Barbara Jordan

Lived:February 21, 1936—January 17, 1996 (aged 59)
Career:U.S. House of Representatives, 1973-1979
Texas Senate, 1967-1973
State:TX
Party:Democratic
Education:B.A., Texas Southern University
J.D., Boston University

Barbara Jordan represented the 18th District of Texas in the United States House of Representatives from 1973 to 1979. Jordan is remembered for her eloquent opening remarks on the impeachment against President Richard Nixon for crimes associated with the Watergate scandal in 1974, as well as being the first woman and first African American keynote speaker at a Democratic National Convention in 1976.

Jordan was born on February 21, 1936 in Houston, Texas. She completed a Bachelor of Arts at Texas Southern University in 1956 and graduated with a law degree from Boston University in 1959. Following graduation, Jordan practiced law and worked as an administration assistant to a county judge. In 1960, she aided with President John F. Kennedy's campaign.

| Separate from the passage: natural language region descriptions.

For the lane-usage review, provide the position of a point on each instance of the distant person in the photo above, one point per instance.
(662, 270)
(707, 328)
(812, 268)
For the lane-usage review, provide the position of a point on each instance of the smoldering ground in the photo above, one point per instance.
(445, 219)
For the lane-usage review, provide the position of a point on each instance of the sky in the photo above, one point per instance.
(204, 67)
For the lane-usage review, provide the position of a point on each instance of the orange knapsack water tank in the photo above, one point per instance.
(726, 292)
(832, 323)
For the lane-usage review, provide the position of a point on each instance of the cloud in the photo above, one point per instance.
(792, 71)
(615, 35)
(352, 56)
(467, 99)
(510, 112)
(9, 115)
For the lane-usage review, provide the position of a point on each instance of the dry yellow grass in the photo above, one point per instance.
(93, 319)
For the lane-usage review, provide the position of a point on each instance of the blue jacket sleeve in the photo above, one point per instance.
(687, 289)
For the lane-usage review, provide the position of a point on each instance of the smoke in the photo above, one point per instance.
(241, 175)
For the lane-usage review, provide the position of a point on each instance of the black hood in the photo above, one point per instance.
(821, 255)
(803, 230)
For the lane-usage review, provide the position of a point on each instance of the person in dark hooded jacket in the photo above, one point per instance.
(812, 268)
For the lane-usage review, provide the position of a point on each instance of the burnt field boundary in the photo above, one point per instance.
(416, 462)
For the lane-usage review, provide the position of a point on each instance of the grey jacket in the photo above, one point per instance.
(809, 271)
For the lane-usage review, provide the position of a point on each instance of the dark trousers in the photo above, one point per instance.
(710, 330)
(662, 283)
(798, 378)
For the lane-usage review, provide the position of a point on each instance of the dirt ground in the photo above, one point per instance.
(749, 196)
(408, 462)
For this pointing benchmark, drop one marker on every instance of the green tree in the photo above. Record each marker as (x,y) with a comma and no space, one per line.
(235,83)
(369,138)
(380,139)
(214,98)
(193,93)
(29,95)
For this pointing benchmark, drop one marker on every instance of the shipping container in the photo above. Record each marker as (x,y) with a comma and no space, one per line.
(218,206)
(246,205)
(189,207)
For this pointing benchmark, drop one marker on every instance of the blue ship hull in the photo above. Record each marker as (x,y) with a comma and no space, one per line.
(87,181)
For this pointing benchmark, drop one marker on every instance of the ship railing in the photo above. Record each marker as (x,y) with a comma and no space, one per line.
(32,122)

Jordan served as a Texas senator from 1967 to 1973, becoming the first African America state senator in the United States since 1883 and the first African American woman elected to that body. In March 1972, she became the first African American woman in America to preside over a legislative body; and, in June 1972, she became the first African America chief executive in the nation. While in office, Jordan focused on local issues.

For more information on Jordan's policy subject areas, committee appointments and sponsored/co-sponsored legislation during her time in the U.S. House of Representatives, please visit her profile on https://www.congress.gov.

Following her time in the United States Congress, Jordan was appointed the Lyndon Johnson Chair in National Policy at LBJ School of Public Affairs at the University of Texas in Austin, where she taught until the early 1990s. In 1990, she was named to the National Women's Hall of Fame in Seneca, New York.

On January 17, 1996, Jordan passed away in Austin, Texas, from pneumonia that was a complication of leukemia.